If your stimulus payment months ago was smaller than expected or you didn’t get a check, the IRS might put a little extra cash in your pocket when you file your 2020 tax return next year.
That’s because your stimulus check was really just an advance payment of a new “recovery rebate” tax credit. So, if your stimulus check came up short, you might be able to make up the difference with the new tax credit.
For retirees, there are some special twists that could affect your credit amount or eligibility, and perhaps some tax-planning opportunities to help your bottom line. The credit is only available for the 2020 tax year.
Calculating the credit: Stimulus checks and recovery rebate credits are generally calculated the same way.
Both start at $1,200 ($2,400 for joint filers). An additional $500 is then added for each child age 16 or younger. The checks and credits gradually phase out when adjusted gross income is more than $75,000 for single taxpayers, $112,500 for head-of-household filers, or $150,000 for married couples filing a joint return.
Where the two differ is the information that each is based on.
For most people, the IRS calculated their stimulus check using information from their 2018 or 2019 tax return. If you didn’t file a return for those years but received Social Security or certain other government benefits, the IRS got the necessary information from the agency administering your benefits.
The credit, on the other hand, will be based on your 2020 tax return. Since the stimulus check is an advance payment of the credit, you’ll have to subtract the amount of your check from the credit amount.

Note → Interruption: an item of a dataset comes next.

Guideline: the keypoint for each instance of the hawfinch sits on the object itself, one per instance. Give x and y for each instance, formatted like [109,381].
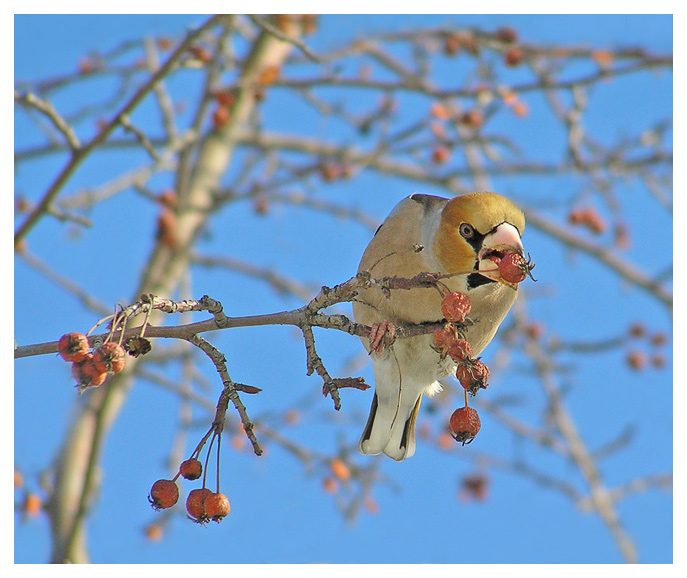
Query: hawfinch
[431,234]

If your stimulus check is greater than or equal to the credit, your total credit is reduced to zero. If your stimulus check is less than the credit, you’ll still have some of the credit left to claim on your 2020 return.
Increasing the credit: Basing stimulus checks and the recovery rebate credit on two different tax returns “created a lot of confusing issues and perhaps planning opportunities, too,” said Mark Luscombe of Wolters Kluwer Tax & Accounting.
For instance, if your stimulus check was reduced by the phase-out rules, you might be able to cut your 2020 tax bill by lowering your 2020 AGI.
One way for retirees to do that, Luscombe said, is to take advantage of this year’s required minimum distribution waiver. That’s because required minimum distribution is taxable income that increases your AGI.
If you don’t take money out of your retirement account this year, your 2020 AGI is likely to be lower. With a lower AGI, your 2020 recovery rebate credit could be higher because it might not be phased out (or not phased out as much).
Deferring income until 2021 might also help boost your recovery rebate credit. For example, if you’ve been tempted to cash out stock market gains, perhaps wait until next year.